The messages it provides are:
1.   The U.S. firearms manufacturers are ridiculously wealthy and crooked.
2.   The U.S. firearms manufacturers must be stopped through litigation.
(Every time a crime is committed with a firearm, the firm that created the firearm must be sued.)
3.   The U.S. firearms manufacturers tamper with juries, using vast amounts of wealth to research jury members and judges in their efforts to bribe or intimidate them - and homicide may be one of their options.
4.   Those who want to take guns away from the people are the good guys.
5.   The ends justify the means for the anti-gun crowd.

The means used to instill these messages in the audiences are:
1.   Pity for the innocent victim who was killed by a firearm [kitchen knives, automobiles, baseball bats, hammers, and other items are fine].
2.   Pity for the perpetrators of crimes using firearms (they are innocent victims of the firearms manufacturer).
3.   Anger at the cruel, crooked, greedy firearms manufacturer.
4.   Patriotic fervor for those who are fighting to take away the guns in America.
5.   Contempt for the Second Amendment to the Constitution.
6.   Music and violence to place more emotion into the messages.
7.   Lack of arguments in favor of our Second Amendment rights.
8.   False statistics regarding firearms and profits from firearms.
These supposed statistics are so far off base as to be ludicrous to anyone who knows the truth.

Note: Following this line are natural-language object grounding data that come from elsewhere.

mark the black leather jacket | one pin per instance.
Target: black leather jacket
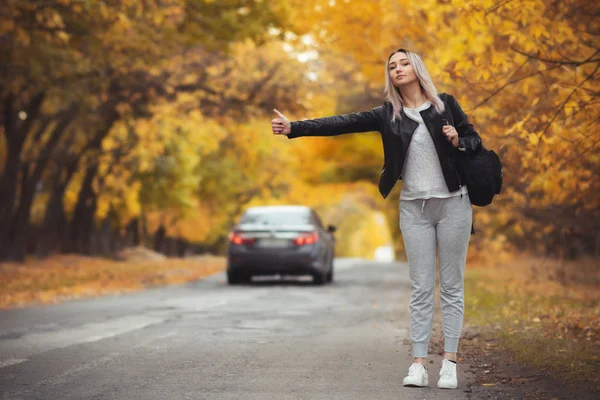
(396, 137)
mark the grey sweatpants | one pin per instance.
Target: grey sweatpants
(427, 225)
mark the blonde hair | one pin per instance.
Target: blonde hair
(392, 93)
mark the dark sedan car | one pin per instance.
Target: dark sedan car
(280, 240)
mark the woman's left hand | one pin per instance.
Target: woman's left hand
(451, 134)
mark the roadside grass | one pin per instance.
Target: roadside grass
(546, 313)
(61, 278)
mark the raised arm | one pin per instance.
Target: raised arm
(365, 121)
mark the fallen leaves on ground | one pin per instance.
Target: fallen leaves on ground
(65, 277)
(543, 318)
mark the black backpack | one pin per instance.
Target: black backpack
(481, 172)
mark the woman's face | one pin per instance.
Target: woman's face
(401, 71)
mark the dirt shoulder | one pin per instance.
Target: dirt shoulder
(528, 335)
(497, 374)
(62, 278)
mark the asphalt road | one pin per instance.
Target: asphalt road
(206, 340)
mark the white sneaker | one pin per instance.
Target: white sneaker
(417, 376)
(448, 376)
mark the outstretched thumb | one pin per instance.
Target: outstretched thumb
(280, 115)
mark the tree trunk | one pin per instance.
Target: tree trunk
(15, 132)
(84, 200)
(21, 223)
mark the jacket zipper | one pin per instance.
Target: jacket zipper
(457, 176)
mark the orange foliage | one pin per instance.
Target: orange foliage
(61, 278)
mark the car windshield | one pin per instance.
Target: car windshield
(276, 218)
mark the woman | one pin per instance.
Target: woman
(419, 146)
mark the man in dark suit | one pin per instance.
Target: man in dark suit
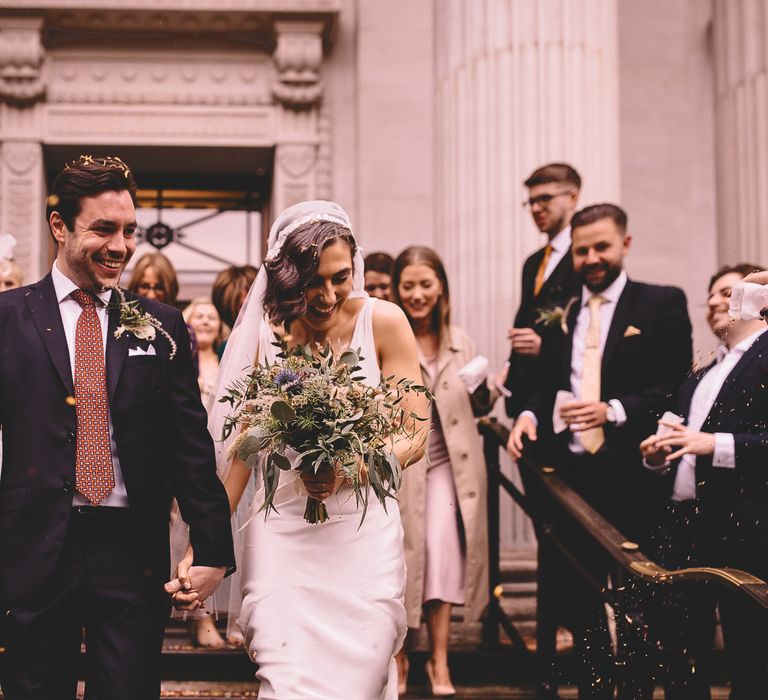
(713, 467)
(622, 350)
(548, 280)
(102, 425)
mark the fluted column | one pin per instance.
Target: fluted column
(741, 104)
(519, 84)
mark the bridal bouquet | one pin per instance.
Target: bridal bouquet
(310, 411)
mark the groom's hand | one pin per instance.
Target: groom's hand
(193, 584)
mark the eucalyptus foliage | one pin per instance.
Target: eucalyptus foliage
(311, 410)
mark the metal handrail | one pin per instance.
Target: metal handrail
(625, 553)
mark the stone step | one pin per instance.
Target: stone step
(249, 691)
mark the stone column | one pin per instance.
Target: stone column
(22, 177)
(298, 90)
(518, 84)
(741, 109)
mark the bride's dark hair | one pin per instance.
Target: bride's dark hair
(289, 274)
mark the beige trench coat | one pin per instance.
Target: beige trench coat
(465, 449)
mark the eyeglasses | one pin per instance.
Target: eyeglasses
(543, 200)
(146, 287)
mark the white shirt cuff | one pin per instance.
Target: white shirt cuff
(725, 451)
(662, 468)
(619, 412)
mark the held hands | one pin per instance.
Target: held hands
(525, 341)
(524, 426)
(193, 584)
(687, 441)
(584, 415)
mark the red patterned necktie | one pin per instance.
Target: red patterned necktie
(94, 474)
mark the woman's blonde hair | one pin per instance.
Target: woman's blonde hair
(189, 309)
(164, 270)
(440, 323)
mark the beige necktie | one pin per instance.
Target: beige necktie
(593, 439)
(538, 282)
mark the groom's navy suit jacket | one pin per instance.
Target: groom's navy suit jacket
(159, 427)
(734, 502)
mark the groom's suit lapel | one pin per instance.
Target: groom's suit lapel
(44, 309)
(117, 348)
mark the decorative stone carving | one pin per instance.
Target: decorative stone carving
(298, 57)
(220, 126)
(20, 156)
(295, 174)
(324, 156)
(22, 78)
(296, 160)
(22, 191)
(120, 76)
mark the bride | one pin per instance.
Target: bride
(322, 610)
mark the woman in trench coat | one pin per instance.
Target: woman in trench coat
(443, 498)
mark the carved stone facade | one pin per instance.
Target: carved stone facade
(22, 58)
(229, 74)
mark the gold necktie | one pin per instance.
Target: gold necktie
(538, 283)
(593, 439)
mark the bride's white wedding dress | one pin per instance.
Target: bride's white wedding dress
(323, 605)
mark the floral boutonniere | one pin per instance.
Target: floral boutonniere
(141, 323)
(557, 316)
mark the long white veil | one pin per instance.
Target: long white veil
(252, 329)
(244, 348)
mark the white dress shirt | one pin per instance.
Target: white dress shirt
(70, 312)
(702, 401)
(561, 245)
(607, 310)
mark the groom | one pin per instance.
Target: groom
(102, 425)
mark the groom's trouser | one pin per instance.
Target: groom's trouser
(102, 594)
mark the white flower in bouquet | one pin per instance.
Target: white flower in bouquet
(308, 411)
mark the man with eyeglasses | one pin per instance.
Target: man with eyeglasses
(548, 278)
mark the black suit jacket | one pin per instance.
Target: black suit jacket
(735, 501)
(643, 371)
(159, 427)
(559, 287)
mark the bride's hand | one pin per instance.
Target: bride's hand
(322, 484)
(180, 587)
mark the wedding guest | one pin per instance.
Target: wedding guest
(378, 275)
(204, 319)
(713, 467)
(621, 351)
(443, 498)
(548, 279)
(153, 277)
(228, 294)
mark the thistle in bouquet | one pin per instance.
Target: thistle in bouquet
(311, 410)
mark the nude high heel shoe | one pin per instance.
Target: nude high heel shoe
(402, 676)
(439, 690)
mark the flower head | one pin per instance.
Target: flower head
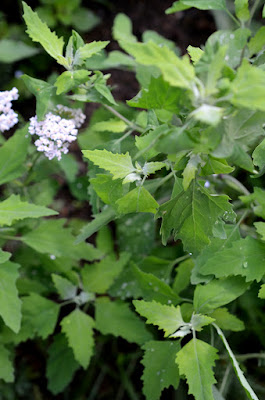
(56, 132)
(8, 118)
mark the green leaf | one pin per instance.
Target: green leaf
(14, 50)
(200, 4)
(78, 328)
(154, 288)
(122, 29)
(13, 209)
(176, 71)
(245, 257)
(218, 293)
(69, 80)
(191, 216)
(6, 366)
(52, 238)
(39, 32)
(257, 43)
(239, 373)
(116, 318)
(196, 360)
(248, 87)
(43, 92)
(40, 315)
(61, 365)
(166, 317)
(137, 200)
(225, 320)
(98, 277)
(158, 95)
(13, 154)
(10, 309)
(119, 165)
(160, 369)
(102, 219)
(64, 287)
(242, 11)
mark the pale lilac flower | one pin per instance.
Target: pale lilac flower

This film is merely one of a number that attempt to use various themes which will weaken the nation.   Anti-war movies use the idea of peace.   Peace has never been anything but the consequence of mutual respect between nations or brutal subjugation.   Peace is almost never a means to an end, and communists think of peace as the consequence of their having subjugated everyone who could disturb their peace.   Consequences should never be confused with reasons or causes for something occurring.   Those who do not know the difference are too weak-minded to be allowed to vote, but they do so regardless.   Movies which eulogize or otherwise dignify communist dictators or rogue nations are used to lull the public into complacency.   Because money is critical for film makers, only the viewing public can choke the money supply to those in communist propaganda films.